No âmbito da defesa, a Embraer também visa implantar linhas de produção do KC-390 na Polônia, com investimentos previstos de US$ 2 bilhões ao longo de dez anos. A escolha da Polônia como parceiro estratégico para montagem final das aeronaves objetiva atender à crescente demanda de países da OTAN, complementando a capacidade produtiva brasileira.

Portugal, através da OGMA, mantém-se como referência na Europa para manutenção, modernização e produção de componentes aeronáuticos. A expertise de mais de 100 anos de experiência, aliada aos investimentos contínuos da Embraer e à integração com programas estratégicos como o KC-390 e o A-29N, posicionam a empresa portuguesa como elemento-chave na expansão global da fabricante brasileira.

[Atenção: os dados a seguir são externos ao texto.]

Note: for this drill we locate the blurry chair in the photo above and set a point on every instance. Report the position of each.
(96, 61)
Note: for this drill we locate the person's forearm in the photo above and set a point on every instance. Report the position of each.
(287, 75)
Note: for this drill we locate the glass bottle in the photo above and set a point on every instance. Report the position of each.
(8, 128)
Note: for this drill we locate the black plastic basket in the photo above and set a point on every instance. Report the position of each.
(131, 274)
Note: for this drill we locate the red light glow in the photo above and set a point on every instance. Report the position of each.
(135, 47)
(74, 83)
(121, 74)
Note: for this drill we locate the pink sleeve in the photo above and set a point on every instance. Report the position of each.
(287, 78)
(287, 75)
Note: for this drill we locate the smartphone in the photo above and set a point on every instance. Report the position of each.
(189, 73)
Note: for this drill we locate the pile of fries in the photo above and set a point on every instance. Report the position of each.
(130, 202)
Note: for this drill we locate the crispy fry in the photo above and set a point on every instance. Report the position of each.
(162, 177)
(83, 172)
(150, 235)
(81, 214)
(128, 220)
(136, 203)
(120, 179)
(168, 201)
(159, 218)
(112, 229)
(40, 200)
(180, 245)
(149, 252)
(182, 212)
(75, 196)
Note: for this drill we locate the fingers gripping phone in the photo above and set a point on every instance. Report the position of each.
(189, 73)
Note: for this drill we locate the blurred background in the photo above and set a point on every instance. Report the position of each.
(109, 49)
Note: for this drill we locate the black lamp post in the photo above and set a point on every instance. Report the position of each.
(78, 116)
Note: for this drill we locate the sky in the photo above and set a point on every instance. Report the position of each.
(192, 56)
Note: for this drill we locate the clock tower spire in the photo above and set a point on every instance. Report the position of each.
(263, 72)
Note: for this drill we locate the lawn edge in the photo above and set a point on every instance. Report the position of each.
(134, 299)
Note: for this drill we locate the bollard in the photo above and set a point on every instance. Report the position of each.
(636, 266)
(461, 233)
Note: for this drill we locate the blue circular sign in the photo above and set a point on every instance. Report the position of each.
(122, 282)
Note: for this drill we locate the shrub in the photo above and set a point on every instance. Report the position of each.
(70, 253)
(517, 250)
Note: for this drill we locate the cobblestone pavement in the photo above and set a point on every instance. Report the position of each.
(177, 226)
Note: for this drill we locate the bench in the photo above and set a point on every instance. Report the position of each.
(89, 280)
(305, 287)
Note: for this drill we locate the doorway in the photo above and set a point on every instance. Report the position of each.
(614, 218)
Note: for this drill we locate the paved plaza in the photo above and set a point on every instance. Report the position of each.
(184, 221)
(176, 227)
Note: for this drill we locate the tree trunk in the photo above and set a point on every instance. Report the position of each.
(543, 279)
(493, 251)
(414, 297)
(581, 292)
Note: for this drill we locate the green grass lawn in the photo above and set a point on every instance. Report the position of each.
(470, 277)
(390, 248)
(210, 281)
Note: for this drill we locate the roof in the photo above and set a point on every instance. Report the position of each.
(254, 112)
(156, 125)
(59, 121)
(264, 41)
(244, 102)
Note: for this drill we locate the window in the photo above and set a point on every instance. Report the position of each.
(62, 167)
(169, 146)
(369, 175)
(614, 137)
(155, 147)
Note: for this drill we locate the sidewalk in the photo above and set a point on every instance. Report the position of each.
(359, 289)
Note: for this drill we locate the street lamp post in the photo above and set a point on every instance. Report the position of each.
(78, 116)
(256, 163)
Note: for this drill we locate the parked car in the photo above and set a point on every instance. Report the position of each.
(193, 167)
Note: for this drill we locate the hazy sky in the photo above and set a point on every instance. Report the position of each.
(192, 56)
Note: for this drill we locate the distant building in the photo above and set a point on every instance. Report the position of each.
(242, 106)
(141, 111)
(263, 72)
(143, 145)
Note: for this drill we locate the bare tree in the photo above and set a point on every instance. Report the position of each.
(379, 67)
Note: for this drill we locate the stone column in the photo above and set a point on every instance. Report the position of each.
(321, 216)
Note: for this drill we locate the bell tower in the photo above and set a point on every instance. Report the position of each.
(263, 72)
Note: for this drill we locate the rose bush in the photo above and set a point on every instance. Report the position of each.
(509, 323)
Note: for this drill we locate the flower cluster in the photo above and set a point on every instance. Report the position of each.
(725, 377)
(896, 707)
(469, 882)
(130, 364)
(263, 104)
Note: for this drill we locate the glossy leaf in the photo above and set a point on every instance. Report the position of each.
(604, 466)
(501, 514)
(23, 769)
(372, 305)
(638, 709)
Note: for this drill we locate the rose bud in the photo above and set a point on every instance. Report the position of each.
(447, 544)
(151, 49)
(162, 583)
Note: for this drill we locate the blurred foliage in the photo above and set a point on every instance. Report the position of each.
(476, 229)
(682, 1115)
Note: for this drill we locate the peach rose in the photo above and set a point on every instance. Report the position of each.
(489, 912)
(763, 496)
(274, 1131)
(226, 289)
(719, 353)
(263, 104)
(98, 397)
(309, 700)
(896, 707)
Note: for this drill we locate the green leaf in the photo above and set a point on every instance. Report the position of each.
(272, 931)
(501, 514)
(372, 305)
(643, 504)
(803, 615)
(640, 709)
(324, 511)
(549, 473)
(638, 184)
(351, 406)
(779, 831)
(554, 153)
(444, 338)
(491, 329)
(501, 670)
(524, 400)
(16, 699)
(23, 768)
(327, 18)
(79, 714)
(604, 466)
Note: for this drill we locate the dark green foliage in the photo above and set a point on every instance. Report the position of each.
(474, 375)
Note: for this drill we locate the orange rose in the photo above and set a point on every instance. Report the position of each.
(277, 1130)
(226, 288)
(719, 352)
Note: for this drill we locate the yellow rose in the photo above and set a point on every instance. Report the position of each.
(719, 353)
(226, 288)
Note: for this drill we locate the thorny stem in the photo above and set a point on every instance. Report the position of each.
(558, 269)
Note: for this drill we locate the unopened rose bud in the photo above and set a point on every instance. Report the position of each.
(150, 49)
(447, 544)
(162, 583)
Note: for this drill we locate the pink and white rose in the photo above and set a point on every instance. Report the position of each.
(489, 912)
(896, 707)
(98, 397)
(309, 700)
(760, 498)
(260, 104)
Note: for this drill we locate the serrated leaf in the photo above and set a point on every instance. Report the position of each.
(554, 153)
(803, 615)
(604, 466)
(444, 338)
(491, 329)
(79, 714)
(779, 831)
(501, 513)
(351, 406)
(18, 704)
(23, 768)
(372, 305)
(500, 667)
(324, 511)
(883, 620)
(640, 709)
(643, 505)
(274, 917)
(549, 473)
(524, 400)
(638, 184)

Impacto econômico e tecnológico
O sucesso da modernização dos C-130H demonstra a capacidade técnica da OGMA em projetos complexos de integração de sistemas aviônicos. Este conhecimento acumulado em mais de 40 anos trabalhando com a aeronave Hércules (a OGMA é centro de manutenção autorizado pela Lockheed Martin desde 1982) tornou-se um diferencial competitivo crucial.

"Foi um desafio para a Força Aérea que se superou na área da programação, da gestão, da manutenção, mas também foi fundamental para a capacitação da indústria aeronáutica nacional, nomeadamente da OGMA", reconheceu o General João Cartaxo Alves, à época Chefe do Estado-Maior da Força Aérea Portuguesa.

Com uma área superior a 400 mil metros quadrados, 10 hangares de manutenção, um moderno hangar de pintura, áreas de fabricação e uma pista de 3 mil metros, a OGMA emprega atualmente cerca de 2 mil trabalhadores. A meta de triplicar o faturamento até 2030 deve criar centenas de empregos qualificados, fortalecendo o cluster aeronáutico português.

Para a Embraer, a OGMA representa muito mais que uma subsidiária: é a plataforma estratégica que permite à fabricante brasileira consolidar sua presença no exigente mercado europeu, atendendo aos rigorosos requisitos da OTAN e da União Europeia, e competindo em igualdade de condições com os grandes players globais da indústria aeroespacial.

A entrega da última aeronave C-130H modernizada não é apenas o encerramento de um projeto bem-sucedido, mas a confirmação de que a aposta da Embraer em Portugal, iniciada há mais de 20 anos, está gerando frutos concretos, e que as melhores páginas dessa parceria estratégica ainda estão por ser escritas.